Given all of that uncertainty—and the fact that the Redskins produced a lowly 3.7 yards per carry in ’15 (third-worst)—it would make a lot of sense for McCloughan to invest a pick in a running back. And it wouldn’t be surprising if that pick were a high-to mid-round selection considering the team’s immediate need for help.   

“We might sign a free agent here in the next couple weeks or we might wait until after the draft to see how we address it in the draft,” Coach Jay Gruden said at the NFL owners meetings last month, hinting that the position figures to be a priority in Chicago later this month.

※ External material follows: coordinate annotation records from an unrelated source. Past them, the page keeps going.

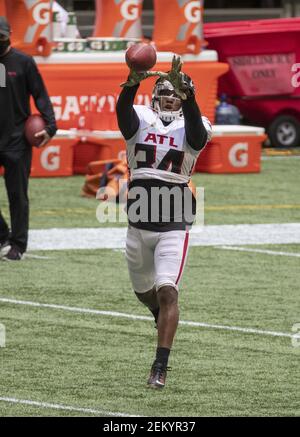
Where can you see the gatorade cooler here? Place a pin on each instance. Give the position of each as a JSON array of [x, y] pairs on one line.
[[233, 149], [3, 12], [118, 18], [31, 23], [263, 80], [55, 159], [178, 25]]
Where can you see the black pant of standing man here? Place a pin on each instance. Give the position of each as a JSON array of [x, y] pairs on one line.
[[22, 80]]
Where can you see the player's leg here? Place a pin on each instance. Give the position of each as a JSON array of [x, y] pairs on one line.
[[149, 299], [140, 260], [170, 257], [17, 170]]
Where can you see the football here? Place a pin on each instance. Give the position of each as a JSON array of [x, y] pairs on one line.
[[141, 57], [33, 125]]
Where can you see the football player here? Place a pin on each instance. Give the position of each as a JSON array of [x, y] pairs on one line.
[[163, 143]]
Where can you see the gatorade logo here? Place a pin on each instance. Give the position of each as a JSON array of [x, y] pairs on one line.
[[192, 12], [130, 10], [238, 155], [41, 13], [50, 158]]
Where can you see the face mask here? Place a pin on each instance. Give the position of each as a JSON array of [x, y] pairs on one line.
[[3, 46]]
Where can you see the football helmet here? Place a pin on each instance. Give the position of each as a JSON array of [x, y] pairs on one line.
[[165, 102]]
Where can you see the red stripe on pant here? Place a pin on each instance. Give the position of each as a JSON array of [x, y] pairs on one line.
[[185, 247]]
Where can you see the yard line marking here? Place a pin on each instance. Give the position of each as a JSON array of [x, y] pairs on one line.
[[64, 407], [237, 207], [30, 255], [146, 318], [265, 251]]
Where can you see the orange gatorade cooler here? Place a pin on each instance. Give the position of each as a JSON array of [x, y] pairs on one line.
[[2, 8], [233, 149], [56, 158], [118, 18], [178, 25], [31, 23]]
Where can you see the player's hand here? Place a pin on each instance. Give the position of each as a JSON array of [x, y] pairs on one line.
[[45, 135], [136, 77], [176, 77]]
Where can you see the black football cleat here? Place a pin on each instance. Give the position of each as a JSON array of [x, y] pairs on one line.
[[13, 254], [158, 374], [4, 248]]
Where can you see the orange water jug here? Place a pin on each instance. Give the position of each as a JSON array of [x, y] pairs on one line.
[[178, 25], [31, 24], [118, 18]]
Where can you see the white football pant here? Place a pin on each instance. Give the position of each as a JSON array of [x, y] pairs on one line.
[[155, 258]]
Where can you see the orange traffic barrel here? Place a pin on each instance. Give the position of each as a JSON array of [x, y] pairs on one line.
[[118, 18], [178, 25]]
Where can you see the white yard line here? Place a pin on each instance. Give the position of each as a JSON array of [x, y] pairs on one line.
[[64, 407], [30, 255], [137, 317], [264, 251], [114, 238]]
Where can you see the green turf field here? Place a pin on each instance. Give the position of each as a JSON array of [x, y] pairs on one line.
[[271, 196], [70, 356]]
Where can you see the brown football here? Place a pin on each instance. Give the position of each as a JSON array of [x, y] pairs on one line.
[[33, 125], [140, 57]]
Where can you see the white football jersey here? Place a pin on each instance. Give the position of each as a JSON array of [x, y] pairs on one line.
[[161, 152]]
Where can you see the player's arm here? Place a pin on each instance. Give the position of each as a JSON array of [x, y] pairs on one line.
[[196, 133], [128, 119], [41, 98]]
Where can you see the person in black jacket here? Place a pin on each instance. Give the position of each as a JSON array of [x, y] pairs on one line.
[[22, 80]]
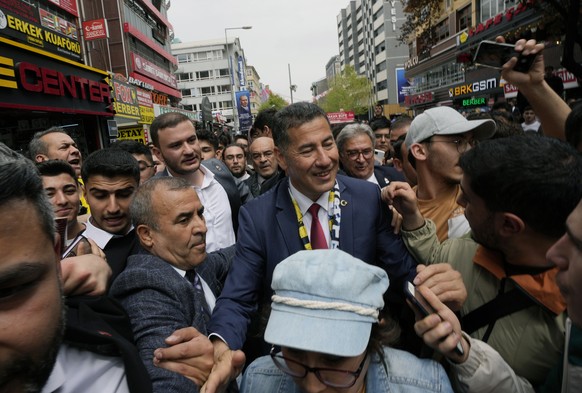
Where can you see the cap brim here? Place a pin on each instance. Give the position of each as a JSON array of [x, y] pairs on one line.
[[482, 129], [324, 331]]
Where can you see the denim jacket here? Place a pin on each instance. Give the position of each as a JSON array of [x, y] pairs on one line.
[[406, 373]]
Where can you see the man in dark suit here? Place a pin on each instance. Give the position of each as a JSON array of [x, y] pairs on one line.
[[173, 284], [111, 177], [277, 225], [356, 147]]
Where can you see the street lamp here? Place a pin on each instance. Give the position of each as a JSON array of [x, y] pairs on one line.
[[231, 71]]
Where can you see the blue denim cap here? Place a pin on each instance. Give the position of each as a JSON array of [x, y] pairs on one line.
[[325, 301], [444, 120]]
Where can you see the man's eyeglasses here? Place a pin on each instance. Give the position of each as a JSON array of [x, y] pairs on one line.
[[331, 377], [144, 165], [461, 144], [354, 154]]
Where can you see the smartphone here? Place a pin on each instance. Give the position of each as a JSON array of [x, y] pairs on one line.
[[420, 304], [379, 155], [494, 54], [71, 250]]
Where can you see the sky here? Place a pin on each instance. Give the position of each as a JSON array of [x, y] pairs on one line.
[[302, 33]]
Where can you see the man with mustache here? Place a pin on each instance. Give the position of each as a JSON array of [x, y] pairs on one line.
[[176, 144], [174, 283]]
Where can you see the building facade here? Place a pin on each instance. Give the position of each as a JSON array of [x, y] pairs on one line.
[[211, 69], [368, 41]]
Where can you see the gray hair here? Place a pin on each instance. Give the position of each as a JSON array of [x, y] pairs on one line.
[[141, 209], [352, 130], [20, 180], [37, 146]]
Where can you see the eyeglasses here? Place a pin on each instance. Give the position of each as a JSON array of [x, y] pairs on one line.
[[144, 165], [460, 143], [354, 154], [331, 377], [257, 156]]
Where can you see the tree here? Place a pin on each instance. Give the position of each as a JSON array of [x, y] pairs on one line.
[[420, 15], [274, 101], [349, 92]]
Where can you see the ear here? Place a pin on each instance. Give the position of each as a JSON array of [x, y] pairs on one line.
[[157, 153], [281, 159], [144, 234], [510, 224], [41, 158], [419, 151]]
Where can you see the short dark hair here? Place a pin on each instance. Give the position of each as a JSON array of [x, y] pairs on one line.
[[266, 117], [20, 181], [165, 120], [294, 116], [141, 208], [380, 124], [537, 179], [133, 147], [110, 163], [55, 168], [37, 146]]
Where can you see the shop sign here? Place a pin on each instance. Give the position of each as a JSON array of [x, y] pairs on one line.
[[146, 106], [39, 28], [419, 99], [159, 98], [499, 18], [340, 117], [132, 134], [29, 80], [151, 70], [469, 88], [474, 101], [68, 5], [160, 110], [140, 83], [126, 104], [95, 29]]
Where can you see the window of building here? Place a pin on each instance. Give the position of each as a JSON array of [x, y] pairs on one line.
[[183, 58], [206, 91], [464, 18], [201, 75], [442, 30]]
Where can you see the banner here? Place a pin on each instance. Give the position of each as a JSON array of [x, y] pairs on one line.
[[39, 28], [243, 107]]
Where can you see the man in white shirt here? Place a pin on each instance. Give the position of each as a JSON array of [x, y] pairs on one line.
[[176, 143]]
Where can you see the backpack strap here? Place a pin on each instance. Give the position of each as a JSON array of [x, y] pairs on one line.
[[505, 303]]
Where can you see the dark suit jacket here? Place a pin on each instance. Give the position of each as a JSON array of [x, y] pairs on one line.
[[386, 174], [269, 233], [159, 301]]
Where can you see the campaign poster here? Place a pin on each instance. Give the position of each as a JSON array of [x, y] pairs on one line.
[[243, 107]]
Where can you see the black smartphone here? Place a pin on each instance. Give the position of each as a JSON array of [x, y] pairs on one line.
[[420, 303], [494, 54], [71, 250]]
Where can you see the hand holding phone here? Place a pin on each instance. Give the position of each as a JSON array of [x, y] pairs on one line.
[[420, 304]]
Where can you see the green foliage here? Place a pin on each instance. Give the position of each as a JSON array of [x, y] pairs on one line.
[[349, 92], [419, 23], [275, 101]]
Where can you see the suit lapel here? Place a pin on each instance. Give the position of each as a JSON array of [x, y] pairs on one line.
[[286, 218], [347, 219]]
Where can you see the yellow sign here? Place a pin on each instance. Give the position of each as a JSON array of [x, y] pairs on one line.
[[134, 134]]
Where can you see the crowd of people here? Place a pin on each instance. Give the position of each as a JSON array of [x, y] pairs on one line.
[[281, 261]]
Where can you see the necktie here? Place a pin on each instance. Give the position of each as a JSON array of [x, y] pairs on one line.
[[203, 305], [317, 236]]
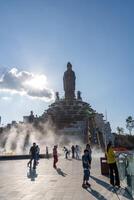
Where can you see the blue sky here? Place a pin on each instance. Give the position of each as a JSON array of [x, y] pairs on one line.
[[97, 37]]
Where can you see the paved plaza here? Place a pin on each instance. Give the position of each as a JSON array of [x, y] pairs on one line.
[[18, 183]]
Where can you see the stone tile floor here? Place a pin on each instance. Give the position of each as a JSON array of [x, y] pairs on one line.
[[17, 182]]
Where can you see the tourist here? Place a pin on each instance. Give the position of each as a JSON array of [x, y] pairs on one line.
[[47, 154], [32, 152], [73, 151], [66, 152], [114, 175], [37, 154], [89, 152], [55, 156], [77, 151], [86, 168]]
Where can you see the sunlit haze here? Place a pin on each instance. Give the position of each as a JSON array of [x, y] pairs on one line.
[[38, 38]]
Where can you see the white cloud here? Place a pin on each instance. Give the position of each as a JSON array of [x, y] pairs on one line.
[[26, 83]]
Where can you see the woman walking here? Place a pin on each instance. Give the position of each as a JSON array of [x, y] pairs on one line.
[[114, 175]]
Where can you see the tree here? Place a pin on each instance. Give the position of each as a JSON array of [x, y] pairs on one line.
[[130, 124], [120, 130]]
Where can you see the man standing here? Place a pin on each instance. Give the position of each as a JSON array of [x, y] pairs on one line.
[[86, 168], [55, 156], [32, 152], [73, 150]]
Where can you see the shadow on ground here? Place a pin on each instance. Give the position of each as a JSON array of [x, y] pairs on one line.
[[31, 174], [60, 172]]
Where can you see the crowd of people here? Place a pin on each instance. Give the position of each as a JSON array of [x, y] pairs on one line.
[[75, 152]]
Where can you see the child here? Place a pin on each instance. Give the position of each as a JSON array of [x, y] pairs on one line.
[[86, 166]]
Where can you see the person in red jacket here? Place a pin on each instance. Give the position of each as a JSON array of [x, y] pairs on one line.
[[55, 156]]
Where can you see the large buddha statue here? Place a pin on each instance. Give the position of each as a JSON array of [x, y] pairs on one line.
[[69, 82]]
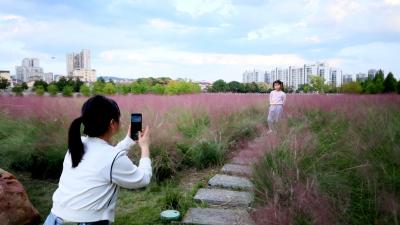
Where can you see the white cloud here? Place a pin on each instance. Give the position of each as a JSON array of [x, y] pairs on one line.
[[198, 8]]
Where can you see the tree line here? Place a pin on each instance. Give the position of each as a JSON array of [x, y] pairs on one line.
[[67, 87]]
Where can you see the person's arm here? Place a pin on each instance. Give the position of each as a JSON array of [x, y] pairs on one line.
[[126, 143], [270, 97], [284, 98], [125, 174]]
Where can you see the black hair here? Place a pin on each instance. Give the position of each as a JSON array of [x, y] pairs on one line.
[[96, 114], [278, 82]]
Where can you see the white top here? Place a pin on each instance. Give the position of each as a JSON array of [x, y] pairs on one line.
[[277, 98], [88, 192]]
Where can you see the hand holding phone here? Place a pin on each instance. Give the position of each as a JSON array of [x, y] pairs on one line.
[[136, 125]]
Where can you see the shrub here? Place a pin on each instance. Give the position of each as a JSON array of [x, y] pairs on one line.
[[84, 90], [53, 89], [17, 90], [68, 91], [163, 165], [39, 90]]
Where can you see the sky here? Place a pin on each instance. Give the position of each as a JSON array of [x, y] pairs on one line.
[[201, 39]]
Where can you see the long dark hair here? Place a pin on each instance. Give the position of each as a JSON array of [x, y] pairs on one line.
[[278, 82], [97, 112]]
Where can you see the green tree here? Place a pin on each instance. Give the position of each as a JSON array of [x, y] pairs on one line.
[[17, 90], [317, 83], [24, 86], [98, 87], [158, 89], [123, 89], [52, 89], [219, 86], [84, 90], [61, 83], [77, 85], [40, 83], [352, 87], [139, 87], [234, 86], [109, 89], [390, 83], [4, 83], [68, 91], [39, 90]]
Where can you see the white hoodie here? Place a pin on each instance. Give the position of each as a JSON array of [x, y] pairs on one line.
[[88, 192]]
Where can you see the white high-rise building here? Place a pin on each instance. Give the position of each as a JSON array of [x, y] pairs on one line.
[[79, 66], [294, 76], [29, 70], [253, 76]]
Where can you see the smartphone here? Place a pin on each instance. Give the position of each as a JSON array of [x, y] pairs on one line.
[[136, 125]]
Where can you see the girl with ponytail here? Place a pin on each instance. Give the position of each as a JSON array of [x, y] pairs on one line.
[[94, 170]]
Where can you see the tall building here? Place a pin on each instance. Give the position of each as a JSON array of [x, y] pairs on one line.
[[347, 78], [371, 73], [5, 74], [361, 77], [78, 66], [294, 76], [29, 70], [253, 76]]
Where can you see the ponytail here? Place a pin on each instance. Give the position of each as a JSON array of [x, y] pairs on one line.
[[75, 144]]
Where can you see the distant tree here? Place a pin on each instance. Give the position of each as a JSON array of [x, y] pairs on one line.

MORE REDSKINS: A 7-ROUND MOCK DRAFT FOR WASHINGTON

Three possibilities:

  • Kenneth Dixon, Louisiana Tech

Listed at 5-10, 213-pounds, Dixon is productive all-around back who ranks second in FBS history in career touchdowns with 87 (72 rushing and 15 receiving). Last season, Dixon rushed for 1,073 yards on 198 carries (5.4 yards per) and 19 touchdowns to go along with 33 receptions for 464 yards and seven scores. The three-down back is projected to be drafted as early as the second round.

  • Kenyan Drake, Alabama

Used as a complement to Heisman Trophy winner Derrick Henry, the 6-1, 210-pounder rushed for 408 yards (5.3 per) and a touchdown and hauled in 29 passes for 276 yards and a score. He’s also a good kickoff returner who averaged 26.6 yards per return on 19 attempts as a senior.  At the Senior Bowl in January, NBC Sports draft guru Josh Norris told me, “He was kind of the lightning to Derrick Henry’s thunder.” Drake is projected to be drafted in the 3rd to 5th round.

  • Josh Ferguson, Illinois

Listed at 5 foot 10, 198-pounds, Ferguson is one of the best pass catching running backs in this year’s class. In nine games as a senior, he rushed for 708 yards on 129 carries (5.5 per) and hauled in 37 passes for 280 yards. A quick, agile player, Norris compares him to Chris Thompson. The Redskins reportedly met with Ferguson at the East-West Shrine Game. Projected to be drafted in the 4th or 5th round.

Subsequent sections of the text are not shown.